Mithradates came to the throne of Pontus in early youth. He cherished from the first ambitious schemes of extending his dominions. At first his efforts were directed against his neighbours on the north and east; when he attempted to extend his frontiers westward he naturally came into collision with the Romans. It is needless to go into details; it will suffice to say that war was declared in B.C. 89. The time suited Mithradates very well, for it found Rome in a very helpless condition. What is called the Social War, i.e., the revolt of the Italian allies against Rome, was still in progress, and there was positively no army available to meet the huge host, nearly 300,000 in all, which the King brought into the field. All that the Roman officers in Lesser Asia could do was to shut themselves up in such fortified towns as they could hope to hold against the King. Mithradates now gave orders for an act which was as foolish as it was wicked. He was at Ephesus—the fact shows how little remained to Rome—when he directed that all Italians sojourning in Lesser Asia should be put to death. Had he said "Romans," not "Italians," he might have secured the combination with himself of the Italian adversaries of Rome. As it was he hopelessly alienated them.

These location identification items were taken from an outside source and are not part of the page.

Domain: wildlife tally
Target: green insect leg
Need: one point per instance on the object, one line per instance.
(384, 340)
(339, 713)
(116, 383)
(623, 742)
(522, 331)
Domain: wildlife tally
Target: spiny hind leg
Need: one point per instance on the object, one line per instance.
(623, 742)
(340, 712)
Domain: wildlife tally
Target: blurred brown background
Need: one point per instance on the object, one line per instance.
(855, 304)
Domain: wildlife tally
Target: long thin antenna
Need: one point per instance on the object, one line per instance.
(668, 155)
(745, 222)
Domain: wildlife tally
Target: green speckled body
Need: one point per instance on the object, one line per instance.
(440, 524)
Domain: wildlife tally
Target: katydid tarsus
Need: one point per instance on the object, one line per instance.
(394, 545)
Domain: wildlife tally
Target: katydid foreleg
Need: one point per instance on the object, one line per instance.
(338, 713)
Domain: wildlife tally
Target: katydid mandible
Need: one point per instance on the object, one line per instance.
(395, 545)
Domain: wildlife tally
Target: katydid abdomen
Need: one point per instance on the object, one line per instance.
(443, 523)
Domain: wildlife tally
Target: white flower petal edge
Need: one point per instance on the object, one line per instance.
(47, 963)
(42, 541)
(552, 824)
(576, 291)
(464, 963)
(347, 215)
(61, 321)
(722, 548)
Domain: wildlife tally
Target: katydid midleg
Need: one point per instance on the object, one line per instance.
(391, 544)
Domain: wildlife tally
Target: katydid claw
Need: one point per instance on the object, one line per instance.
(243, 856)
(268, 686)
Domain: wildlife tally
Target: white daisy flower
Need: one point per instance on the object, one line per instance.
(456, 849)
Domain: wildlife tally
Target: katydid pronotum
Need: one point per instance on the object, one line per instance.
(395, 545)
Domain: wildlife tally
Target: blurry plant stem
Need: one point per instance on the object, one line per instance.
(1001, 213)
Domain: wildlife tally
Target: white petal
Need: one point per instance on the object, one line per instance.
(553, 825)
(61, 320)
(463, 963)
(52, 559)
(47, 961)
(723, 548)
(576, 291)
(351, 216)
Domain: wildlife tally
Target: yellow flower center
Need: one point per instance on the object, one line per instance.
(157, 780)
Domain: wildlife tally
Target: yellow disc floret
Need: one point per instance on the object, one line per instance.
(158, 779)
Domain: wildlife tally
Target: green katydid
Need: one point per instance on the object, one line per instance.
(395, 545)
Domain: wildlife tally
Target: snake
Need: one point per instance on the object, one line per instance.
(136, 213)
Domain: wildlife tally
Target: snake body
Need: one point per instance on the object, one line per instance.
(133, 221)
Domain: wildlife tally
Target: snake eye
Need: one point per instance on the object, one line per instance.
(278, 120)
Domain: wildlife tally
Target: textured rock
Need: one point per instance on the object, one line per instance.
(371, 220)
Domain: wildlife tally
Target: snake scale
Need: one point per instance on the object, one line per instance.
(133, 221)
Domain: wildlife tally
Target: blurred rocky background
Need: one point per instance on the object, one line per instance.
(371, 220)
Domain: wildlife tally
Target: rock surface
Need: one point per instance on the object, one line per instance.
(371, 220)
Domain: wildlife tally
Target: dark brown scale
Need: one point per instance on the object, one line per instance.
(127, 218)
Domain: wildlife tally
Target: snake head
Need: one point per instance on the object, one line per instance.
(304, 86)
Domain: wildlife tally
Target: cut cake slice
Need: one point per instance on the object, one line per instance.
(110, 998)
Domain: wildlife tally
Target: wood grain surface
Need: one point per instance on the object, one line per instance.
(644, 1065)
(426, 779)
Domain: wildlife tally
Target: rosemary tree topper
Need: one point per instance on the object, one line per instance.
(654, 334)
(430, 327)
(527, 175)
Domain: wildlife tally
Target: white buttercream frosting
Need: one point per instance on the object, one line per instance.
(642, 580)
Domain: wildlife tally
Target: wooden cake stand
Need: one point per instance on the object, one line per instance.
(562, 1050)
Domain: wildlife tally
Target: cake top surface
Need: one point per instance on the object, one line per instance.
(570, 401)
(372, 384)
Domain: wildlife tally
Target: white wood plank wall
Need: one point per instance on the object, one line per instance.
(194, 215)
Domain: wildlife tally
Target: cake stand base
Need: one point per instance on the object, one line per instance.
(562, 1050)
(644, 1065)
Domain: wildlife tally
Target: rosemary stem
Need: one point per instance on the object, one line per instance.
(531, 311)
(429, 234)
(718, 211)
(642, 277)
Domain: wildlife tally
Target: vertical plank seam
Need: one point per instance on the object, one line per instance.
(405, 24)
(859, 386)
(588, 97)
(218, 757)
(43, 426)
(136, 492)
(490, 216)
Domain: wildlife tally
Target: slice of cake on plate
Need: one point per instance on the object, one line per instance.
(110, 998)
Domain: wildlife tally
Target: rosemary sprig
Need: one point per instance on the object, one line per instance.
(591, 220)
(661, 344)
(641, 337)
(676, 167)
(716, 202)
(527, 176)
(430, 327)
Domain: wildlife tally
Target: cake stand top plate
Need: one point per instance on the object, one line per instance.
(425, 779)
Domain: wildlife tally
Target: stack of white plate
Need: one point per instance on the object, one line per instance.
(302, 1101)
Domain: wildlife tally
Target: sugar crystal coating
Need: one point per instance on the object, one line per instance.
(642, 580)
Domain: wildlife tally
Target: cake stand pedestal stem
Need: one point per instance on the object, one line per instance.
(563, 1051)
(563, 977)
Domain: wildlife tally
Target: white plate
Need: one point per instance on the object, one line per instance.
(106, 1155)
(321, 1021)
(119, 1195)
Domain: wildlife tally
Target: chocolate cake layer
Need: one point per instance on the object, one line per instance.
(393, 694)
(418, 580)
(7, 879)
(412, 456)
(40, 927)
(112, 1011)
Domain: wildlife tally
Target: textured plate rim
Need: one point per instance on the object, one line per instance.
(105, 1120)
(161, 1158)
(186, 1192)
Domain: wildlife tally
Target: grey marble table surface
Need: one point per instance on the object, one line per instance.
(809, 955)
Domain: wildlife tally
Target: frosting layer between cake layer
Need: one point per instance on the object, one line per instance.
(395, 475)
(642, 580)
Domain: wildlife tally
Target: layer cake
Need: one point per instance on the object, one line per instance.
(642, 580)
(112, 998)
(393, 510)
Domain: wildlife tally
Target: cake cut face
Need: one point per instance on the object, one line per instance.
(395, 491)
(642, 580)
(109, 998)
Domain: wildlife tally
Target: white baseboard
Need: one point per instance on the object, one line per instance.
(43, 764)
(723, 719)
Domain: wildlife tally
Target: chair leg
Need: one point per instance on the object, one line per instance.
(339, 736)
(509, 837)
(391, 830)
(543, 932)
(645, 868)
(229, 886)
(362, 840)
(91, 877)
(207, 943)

Nor did he make himself better liked by his new subjects in Asia. They found that in exchanging masters they had lost much more than they had gained. The Romans were often oppressive, but they had at least some kind of system, and were, in theory at least, subject to law; the King was a capricious tyrant, whose whims, often as cruel as they were strange, had to be instantaneously humoured under pain of death or torture. The end was that Mithradates was beaten everywhere. An army which he had sent into Greece was destroyed. His arms were equally unsuccessful in Asia. An attempt to make common cause with Sulla's political opponents—some of the democratic leaders were actually in arms—came to nothing. Finally, in 84 peace was made. The King had to give up all his conquests, to surrender for punishments the men who had taken a leading part in the massacre, and to pay a war indemnity of 20,000 talents.[37]